LAVORI PUBBLICI La Direzione regionale per le infrastrutture e il territorio ha inviato una circolare a tutte le stazioni appaltanti in merito alle recenti misure e protocolli adottati a livello nazionale nei quali non vengono…

Borut Sardoč

![](https://www.sdgz.it/wp-content/uploads/2020/03/cantiere-1024x651.jpg)

LAVORI PUBBLICI

La Direzione regionale per le infrastrutture e il territorio ha inviato una circolare a tutte le stazioni appaltanti in merito alle recenti misure e protocolli adottati a livello nazionale nei quali non vengono esplicitamente citati i cantieri tra le attività che devono essere sospese per limitare la diffusione del virus Covid-19 . A causa della natura del lavoro, si creano soprattutto nei cantieri situazioni, nelle quali non è possibile garantire l'idonea distanza di sicurezza tra le persone presenti contemporaneamente sul luogo di lavoro e questa distanza non può inoltre essere rispettata, ad esempio all'arrivo ed alla partenza dal cantiere in furgone, in occasione dei pasti o durante il pernottamento nelle strutture ricettive, se il cantiere si trova lontano dalla sede centrale.

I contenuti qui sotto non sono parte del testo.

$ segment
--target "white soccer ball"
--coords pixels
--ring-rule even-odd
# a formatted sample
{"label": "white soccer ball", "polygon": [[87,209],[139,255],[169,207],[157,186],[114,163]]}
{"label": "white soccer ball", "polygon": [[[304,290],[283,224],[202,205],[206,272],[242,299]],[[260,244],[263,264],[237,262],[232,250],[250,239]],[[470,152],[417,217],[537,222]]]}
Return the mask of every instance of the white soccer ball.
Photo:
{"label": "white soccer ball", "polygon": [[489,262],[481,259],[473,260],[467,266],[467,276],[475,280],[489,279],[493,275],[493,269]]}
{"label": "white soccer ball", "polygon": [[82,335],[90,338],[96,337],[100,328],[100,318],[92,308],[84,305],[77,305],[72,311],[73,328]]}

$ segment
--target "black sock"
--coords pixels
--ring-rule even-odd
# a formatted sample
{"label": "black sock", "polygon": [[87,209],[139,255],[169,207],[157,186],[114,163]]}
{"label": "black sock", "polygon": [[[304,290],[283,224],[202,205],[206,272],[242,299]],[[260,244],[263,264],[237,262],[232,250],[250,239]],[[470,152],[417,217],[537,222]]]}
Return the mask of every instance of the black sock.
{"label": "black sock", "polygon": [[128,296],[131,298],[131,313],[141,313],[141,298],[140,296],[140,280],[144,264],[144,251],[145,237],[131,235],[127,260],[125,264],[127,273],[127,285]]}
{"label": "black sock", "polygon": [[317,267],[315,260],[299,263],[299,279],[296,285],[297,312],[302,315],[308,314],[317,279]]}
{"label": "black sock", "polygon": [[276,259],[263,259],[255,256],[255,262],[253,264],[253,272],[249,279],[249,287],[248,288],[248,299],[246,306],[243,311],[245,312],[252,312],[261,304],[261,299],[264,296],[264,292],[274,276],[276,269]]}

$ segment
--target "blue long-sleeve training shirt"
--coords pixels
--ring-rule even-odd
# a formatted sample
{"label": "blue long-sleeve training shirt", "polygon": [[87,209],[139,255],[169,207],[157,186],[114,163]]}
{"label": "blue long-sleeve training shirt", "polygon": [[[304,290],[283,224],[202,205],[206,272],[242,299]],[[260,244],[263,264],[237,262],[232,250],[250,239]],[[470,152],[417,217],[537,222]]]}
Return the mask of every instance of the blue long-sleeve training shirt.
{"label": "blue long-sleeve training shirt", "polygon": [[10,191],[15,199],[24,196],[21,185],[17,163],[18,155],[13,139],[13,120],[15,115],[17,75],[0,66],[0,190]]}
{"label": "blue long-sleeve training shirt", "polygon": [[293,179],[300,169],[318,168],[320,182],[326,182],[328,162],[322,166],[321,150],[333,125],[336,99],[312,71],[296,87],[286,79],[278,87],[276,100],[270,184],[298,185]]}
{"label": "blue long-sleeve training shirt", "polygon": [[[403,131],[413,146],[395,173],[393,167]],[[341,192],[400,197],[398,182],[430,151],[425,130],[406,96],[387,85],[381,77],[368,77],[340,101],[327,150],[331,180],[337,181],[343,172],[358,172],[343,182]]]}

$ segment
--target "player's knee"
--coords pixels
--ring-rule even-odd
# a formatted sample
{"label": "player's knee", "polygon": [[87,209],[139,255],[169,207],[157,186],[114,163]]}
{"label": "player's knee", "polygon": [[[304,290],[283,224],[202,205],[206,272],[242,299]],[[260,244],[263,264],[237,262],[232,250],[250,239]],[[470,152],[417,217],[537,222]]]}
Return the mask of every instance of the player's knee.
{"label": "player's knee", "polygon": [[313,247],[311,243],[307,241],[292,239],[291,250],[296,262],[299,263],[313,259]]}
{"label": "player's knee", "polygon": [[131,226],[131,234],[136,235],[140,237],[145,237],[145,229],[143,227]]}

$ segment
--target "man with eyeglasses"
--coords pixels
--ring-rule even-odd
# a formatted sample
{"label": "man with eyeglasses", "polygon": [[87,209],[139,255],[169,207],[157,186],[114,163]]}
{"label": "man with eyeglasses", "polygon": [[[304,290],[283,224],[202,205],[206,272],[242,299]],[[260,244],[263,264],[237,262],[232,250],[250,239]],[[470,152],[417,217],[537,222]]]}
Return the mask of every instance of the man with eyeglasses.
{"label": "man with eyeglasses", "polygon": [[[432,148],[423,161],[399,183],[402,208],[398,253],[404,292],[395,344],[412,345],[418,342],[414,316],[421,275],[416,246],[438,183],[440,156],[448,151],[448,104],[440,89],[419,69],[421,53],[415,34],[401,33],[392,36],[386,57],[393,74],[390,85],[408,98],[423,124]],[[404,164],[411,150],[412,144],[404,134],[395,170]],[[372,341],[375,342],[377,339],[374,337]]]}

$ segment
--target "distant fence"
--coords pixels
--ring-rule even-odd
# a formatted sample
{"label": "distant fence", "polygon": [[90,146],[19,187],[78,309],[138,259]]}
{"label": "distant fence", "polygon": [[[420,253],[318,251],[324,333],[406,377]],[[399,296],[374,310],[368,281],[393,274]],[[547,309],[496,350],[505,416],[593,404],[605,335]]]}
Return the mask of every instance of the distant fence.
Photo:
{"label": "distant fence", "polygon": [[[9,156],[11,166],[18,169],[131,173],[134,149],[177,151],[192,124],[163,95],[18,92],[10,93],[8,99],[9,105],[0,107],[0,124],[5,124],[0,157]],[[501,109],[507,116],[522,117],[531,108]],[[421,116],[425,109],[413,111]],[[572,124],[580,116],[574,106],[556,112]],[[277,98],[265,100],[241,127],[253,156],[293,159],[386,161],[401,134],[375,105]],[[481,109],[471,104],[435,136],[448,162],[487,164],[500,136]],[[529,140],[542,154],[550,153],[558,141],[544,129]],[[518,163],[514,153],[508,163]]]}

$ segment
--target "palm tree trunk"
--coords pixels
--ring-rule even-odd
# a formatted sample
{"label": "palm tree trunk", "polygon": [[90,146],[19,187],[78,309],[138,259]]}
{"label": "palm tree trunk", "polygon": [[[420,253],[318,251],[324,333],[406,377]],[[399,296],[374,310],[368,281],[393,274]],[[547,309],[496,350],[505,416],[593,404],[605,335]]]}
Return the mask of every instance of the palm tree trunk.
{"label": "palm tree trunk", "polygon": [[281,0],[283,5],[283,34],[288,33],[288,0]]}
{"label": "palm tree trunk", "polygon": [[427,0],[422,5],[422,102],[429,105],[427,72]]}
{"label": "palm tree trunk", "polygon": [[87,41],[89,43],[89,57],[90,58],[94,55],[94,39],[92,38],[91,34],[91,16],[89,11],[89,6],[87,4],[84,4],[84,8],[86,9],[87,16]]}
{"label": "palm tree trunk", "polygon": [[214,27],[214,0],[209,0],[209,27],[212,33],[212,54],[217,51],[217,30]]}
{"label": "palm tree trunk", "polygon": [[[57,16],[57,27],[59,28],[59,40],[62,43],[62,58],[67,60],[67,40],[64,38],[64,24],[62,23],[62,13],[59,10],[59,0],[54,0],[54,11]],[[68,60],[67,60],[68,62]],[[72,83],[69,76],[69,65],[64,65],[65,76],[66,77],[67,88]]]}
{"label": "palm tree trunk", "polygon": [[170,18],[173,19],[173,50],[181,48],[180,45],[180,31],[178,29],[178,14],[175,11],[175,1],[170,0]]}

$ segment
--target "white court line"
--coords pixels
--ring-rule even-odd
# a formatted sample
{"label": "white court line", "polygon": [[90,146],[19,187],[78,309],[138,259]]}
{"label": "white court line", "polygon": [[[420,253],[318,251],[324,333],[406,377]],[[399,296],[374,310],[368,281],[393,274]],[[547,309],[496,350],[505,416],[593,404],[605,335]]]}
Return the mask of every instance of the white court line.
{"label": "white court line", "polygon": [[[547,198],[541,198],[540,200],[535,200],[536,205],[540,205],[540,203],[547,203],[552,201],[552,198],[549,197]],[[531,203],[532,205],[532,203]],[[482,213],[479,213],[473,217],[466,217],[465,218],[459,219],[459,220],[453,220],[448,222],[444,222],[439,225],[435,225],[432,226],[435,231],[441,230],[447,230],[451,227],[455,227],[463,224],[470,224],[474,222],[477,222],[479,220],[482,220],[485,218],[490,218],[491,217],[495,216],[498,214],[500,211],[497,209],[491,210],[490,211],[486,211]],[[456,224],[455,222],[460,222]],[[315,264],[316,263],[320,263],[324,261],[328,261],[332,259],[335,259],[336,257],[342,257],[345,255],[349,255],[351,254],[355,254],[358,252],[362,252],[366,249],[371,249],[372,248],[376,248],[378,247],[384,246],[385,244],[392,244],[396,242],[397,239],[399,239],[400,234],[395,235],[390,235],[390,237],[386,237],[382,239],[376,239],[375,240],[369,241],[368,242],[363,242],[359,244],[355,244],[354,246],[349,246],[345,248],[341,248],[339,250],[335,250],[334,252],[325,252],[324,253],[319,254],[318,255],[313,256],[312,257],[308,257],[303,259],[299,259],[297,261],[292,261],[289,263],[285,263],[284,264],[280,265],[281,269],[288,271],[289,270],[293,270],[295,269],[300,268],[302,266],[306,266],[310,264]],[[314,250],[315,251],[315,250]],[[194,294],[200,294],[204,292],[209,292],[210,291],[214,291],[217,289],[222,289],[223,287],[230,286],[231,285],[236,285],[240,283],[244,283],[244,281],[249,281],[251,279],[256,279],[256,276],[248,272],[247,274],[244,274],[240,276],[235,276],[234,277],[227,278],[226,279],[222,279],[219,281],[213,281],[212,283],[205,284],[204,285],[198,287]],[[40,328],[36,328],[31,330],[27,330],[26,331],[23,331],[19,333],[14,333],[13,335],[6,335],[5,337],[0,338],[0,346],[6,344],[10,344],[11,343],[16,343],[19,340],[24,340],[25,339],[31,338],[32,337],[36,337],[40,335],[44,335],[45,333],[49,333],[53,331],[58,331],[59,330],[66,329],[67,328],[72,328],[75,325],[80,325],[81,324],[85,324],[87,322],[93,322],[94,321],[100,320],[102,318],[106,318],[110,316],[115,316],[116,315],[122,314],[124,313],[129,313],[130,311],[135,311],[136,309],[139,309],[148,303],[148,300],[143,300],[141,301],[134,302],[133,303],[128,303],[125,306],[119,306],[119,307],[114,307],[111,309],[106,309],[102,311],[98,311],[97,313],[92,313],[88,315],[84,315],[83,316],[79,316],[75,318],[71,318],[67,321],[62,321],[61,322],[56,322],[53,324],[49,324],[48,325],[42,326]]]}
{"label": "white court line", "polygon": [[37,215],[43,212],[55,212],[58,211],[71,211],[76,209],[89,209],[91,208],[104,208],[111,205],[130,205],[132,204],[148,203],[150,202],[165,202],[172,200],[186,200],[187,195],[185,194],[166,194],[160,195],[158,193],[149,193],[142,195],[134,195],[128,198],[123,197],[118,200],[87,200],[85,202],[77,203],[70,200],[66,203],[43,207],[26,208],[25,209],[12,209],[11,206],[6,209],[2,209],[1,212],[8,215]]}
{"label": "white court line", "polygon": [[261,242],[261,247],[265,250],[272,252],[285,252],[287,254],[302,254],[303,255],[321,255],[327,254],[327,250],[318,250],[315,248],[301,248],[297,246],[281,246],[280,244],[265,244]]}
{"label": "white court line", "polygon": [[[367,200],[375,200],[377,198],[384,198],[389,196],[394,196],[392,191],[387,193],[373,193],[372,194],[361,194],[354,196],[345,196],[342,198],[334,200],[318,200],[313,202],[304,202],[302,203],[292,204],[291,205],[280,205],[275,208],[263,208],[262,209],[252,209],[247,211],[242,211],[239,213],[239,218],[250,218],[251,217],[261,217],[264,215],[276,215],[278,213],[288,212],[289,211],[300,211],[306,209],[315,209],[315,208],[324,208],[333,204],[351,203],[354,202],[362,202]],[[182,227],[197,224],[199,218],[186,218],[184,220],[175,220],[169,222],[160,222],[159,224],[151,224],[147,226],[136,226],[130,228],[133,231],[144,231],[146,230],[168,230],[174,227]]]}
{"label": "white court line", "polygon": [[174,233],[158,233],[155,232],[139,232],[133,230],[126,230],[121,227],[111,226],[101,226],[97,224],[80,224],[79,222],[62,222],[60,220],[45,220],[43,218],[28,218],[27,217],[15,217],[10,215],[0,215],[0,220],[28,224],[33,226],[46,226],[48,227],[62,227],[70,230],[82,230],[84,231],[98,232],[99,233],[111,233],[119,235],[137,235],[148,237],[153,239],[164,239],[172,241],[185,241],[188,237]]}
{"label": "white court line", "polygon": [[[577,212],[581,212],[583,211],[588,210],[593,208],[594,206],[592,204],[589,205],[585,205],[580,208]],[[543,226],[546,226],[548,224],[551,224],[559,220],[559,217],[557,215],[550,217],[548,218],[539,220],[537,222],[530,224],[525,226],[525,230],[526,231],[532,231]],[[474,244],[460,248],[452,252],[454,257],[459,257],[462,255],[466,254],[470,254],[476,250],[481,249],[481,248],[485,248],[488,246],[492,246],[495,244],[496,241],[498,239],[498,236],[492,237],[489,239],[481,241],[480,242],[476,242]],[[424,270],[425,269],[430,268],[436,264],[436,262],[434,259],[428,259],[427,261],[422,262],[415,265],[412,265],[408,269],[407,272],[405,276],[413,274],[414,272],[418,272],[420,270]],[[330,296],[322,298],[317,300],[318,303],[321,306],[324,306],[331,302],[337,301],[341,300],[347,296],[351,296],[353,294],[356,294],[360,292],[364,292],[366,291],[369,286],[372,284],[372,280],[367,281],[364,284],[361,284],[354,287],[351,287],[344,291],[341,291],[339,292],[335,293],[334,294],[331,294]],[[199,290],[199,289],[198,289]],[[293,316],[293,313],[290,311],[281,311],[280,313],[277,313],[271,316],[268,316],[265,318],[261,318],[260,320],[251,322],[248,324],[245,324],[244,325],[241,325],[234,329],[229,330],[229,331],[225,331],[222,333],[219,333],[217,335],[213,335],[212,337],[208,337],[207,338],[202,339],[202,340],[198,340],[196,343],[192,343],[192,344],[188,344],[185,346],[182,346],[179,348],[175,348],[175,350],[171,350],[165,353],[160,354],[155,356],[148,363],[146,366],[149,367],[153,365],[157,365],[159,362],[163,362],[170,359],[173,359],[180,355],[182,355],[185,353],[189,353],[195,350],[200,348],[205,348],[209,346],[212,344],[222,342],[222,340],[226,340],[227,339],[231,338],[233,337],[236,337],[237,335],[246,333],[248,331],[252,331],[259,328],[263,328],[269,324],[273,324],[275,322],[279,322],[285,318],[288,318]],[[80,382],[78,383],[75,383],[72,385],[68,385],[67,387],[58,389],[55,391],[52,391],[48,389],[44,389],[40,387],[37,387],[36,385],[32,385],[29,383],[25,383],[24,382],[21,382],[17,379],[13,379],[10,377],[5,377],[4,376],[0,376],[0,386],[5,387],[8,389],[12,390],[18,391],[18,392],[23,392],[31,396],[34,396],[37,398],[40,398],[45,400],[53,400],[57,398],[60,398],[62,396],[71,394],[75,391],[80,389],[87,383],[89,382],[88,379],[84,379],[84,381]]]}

Le attività dei cantieri sono regolate dal Decreto Legislativo 81/2008, ovvero dal Testo unico in materia di sicurezza che le aziende conoscono e rispettano in situazioni normali. Tuttavia, è difficile immaginare che queste regole possano essere applicate anche in situazioni di emergenza completamente diverse. L'uso di dispositivi di protezione individuale contro Covid-19, il rispetto del metro di distanza e il "semplice" lavaggio frequente delle mani, spesso non possono essere eseguiti e rispettati in cantiere, e il responsabile del cantiere, il datore di lavoro ed il coordinatore per la sicurezza si assumono tutte le responsabilità previste dalla vigente normativa. Nella situazione attuale, pertanto, ci troviamo di fronte a "circostanze eccezionali che impediscono temporaneamente l'esecuzione corretta dei lavori" e che vi sono "motivi di urgenza o di interesse pubblico" che costituiscono le condizioni per la sospensione dei lavori. Si consiglia pertanto di interrompere l'attuale attività di cantiere, a meno che l'esecuzione dei lavori non sia urgente e non possa essere prorogata. La prosecuzione dei lavori deve essere attentamente valutata dalla stazione appaltante, dall'appaltatore, dal responsabile del cantiere e dal coordinatore della sicurezza e devono essere definite le misure aggiuntive da adottare al fine di conformarsi alle normative in vigore nonchè definire i maggiori oneri per garantire la sicurezza e ridurre la diffusione del virus. La sospensione dei lavori dura fino a disposizione contraria, o fino a quando la situazione epidemiologica non si normalizzerà. Le indicazioni pratiche per l'interruzione dei lavori sono contenute in due regolamenti: il D.Lgs 163/2006 (Codice dei contratti pubblici relativi a lavori, servizi e forniture) e il regolamento D.Lgs. 50/2016 (Codice dei contratti pubblici). La Regione ha inoltre preparato le bozze per le due tipologie di appalti, che costituiscono la base per gli atti con  cui la persona responsabile del procedimento  dispone al responsabile del cantiere la cessazione dell'attività. La direzione regionale è disponibile per ulteriori chiarimenti.

LAVORI PRIVATI

Quanto esposto vale per gli appalti pubblici, la nostra Associazione è inoltre in contatto con gli altri enti datoriali e le rappresentanze sindacali per definire le procedure da porre in essere per gli appalti tra soggetti privati.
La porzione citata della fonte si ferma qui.